Author: Deanna Csomo McCool

The University of Notre Dame is bolstering cyberinfrastructure that will support greater access to machine learning.

Four professors in the College of Science were awarded a two-year grant through the National Science Foundation (NSF) that will establish the creation of Cyberinfrastructure to Accelerate Machine Learning (CAML), a pool of new computer nodes dedicated to providing researchers with new high performance technology for quicker speeds.

Kevin Lannon

Machine learning, a subfield of artificial intelligence, is an approach to computation in which the computer algorithm learns to recognize connections by exposure to many examples.  This approach to computation is roughly inspired by the way the human brain works.

“GPUs used to only let you play video games with a high rate of animation, but computer scientists found that these GPUs can be used for accelerating the speed of certain computations.  One type of computation that can be dramatically accelerated with GPUs is machine learning,” said Kevin Lannon, associate professor of physics and one of the principal investigators for the project.

The upgrade will complement the University’s existing graphical processing unit (GPU) cluster at the Center for Research Computing. CAML will enable Notre Dame’s researchers to make more progress in individual runs and do more of the runs in parallel, thereby speeding up the process of machine learning.
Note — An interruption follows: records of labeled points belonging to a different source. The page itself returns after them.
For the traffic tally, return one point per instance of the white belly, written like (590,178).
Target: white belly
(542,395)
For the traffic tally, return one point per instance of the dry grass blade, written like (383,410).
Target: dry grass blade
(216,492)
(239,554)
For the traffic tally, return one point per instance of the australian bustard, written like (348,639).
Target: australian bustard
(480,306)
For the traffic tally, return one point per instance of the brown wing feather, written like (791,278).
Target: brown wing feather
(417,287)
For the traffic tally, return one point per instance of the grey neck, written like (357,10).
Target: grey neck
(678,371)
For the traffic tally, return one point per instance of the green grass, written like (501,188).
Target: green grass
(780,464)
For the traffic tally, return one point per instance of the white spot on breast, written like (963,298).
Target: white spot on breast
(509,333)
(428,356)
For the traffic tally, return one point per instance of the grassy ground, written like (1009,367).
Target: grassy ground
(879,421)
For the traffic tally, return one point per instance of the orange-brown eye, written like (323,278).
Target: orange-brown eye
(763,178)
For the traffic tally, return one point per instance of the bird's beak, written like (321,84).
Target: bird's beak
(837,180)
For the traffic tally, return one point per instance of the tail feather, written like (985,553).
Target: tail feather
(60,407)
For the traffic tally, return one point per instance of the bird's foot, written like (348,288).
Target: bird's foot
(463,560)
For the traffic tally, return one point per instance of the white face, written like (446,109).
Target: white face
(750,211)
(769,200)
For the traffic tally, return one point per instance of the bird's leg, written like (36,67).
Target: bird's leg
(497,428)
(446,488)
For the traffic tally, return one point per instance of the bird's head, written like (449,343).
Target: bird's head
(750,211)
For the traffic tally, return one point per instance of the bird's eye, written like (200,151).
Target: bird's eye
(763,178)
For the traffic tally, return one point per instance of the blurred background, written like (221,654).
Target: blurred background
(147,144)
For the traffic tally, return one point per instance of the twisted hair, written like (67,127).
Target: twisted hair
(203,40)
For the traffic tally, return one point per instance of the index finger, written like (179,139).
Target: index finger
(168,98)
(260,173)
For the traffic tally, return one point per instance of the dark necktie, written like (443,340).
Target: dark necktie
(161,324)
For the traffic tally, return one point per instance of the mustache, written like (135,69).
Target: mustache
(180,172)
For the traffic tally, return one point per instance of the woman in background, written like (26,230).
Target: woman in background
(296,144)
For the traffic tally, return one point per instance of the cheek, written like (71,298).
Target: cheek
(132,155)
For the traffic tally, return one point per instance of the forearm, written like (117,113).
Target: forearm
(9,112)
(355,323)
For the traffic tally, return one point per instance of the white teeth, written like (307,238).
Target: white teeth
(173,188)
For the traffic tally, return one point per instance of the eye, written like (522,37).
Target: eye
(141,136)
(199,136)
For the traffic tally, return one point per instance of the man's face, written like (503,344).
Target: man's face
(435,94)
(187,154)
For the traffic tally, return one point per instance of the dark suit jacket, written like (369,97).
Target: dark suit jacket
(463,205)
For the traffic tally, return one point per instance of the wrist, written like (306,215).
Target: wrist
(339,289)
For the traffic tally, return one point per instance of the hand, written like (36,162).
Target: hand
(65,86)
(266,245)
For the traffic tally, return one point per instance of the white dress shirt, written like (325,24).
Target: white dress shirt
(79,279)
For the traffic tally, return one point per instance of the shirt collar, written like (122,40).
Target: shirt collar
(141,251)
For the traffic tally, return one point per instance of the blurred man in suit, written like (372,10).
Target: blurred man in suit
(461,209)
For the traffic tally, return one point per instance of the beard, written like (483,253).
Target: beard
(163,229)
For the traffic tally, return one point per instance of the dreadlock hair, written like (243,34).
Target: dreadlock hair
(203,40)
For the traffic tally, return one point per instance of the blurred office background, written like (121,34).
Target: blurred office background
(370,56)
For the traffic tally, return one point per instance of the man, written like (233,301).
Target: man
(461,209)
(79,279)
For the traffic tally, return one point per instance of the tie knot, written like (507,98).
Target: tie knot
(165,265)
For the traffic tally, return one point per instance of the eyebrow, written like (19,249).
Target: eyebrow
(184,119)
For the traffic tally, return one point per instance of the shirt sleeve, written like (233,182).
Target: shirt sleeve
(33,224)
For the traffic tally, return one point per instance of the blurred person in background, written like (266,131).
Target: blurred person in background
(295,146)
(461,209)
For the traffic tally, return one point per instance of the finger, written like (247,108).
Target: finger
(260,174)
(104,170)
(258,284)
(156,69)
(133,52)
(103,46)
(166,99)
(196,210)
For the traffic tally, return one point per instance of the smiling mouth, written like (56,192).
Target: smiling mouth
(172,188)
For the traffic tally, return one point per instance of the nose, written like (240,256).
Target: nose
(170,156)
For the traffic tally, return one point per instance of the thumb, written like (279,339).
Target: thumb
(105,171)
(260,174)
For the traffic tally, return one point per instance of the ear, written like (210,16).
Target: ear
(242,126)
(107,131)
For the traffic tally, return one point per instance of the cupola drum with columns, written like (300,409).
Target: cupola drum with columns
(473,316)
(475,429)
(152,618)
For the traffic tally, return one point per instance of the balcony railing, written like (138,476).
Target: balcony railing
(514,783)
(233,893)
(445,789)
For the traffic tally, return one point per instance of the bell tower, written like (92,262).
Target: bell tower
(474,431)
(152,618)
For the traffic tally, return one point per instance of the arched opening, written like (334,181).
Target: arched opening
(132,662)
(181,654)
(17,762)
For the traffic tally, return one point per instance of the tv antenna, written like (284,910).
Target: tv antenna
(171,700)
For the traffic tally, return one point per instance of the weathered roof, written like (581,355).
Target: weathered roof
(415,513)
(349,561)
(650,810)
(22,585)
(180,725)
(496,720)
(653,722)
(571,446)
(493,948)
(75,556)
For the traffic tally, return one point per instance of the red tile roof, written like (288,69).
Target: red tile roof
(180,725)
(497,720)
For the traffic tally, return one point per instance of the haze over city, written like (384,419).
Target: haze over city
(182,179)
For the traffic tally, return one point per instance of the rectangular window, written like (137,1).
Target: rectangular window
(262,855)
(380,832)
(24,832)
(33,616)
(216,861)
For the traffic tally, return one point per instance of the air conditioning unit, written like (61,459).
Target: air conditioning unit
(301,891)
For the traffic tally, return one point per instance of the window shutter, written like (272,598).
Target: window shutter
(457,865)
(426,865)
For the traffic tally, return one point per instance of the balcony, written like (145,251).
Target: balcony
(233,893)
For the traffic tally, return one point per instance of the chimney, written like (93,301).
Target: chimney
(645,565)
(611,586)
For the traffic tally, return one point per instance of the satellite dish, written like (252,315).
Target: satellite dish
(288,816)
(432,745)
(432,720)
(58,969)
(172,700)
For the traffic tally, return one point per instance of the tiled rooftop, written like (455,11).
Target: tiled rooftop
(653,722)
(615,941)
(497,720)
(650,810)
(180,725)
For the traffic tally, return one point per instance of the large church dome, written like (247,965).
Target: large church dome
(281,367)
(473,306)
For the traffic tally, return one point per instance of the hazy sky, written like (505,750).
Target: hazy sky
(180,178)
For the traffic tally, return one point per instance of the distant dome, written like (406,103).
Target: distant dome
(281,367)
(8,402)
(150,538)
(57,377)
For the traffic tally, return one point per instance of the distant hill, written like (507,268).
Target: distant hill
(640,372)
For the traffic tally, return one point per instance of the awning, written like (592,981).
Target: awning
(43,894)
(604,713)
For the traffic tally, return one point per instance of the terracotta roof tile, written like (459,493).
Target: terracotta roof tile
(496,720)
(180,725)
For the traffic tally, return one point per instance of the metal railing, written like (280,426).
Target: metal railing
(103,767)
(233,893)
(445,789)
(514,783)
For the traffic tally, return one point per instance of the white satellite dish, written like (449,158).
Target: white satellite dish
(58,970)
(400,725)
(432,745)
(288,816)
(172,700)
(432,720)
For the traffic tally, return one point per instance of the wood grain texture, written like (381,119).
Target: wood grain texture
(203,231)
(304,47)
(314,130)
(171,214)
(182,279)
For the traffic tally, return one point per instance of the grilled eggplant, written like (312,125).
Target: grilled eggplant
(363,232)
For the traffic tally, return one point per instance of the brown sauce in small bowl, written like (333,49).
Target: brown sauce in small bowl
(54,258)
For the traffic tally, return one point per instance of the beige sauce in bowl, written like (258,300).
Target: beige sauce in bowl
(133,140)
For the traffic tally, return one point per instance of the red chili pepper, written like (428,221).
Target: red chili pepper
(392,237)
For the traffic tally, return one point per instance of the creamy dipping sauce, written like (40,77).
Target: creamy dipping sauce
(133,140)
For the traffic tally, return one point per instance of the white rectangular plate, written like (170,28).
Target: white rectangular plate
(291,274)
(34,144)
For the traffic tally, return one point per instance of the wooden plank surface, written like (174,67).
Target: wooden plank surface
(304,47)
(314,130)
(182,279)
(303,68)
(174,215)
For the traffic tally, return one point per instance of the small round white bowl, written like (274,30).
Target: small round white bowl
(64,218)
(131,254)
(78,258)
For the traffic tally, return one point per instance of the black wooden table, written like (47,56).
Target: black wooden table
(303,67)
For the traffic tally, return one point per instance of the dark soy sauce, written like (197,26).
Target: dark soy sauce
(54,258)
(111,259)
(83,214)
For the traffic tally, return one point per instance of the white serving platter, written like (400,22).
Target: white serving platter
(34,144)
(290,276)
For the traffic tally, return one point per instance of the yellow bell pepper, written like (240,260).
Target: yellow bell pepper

Others principle investigators for the project include Paul Brenner, senior associate director of the Center for Research Computing; Jun Li, associate professor in the department of Applied and Computational Mathematics and Statistics; Geoffrey Siwo, research assistant professor in the Department of Biological Sciences, and Olaf Wiest, professor in the Department of Chemistry and Biochemistry.

As part of the $400,000 grant, each of the researchers plans to use the resources in a different way. Wiest, for instance, will use machine learning to discover new chemical compounds. Siwo will be studying the impacts of gene editing technologies, and Li will be using the resources for data science and general exploration of machine learning.

Though they each have specific plans for the resources, the broadened machine learning capabilities will be open to anyone.

“These funds are going to give us the ability to get the project off the ground, and allowing some exploration,” Lannon said. “This should be very transformative.”

The resources should be available to use by the end of the year.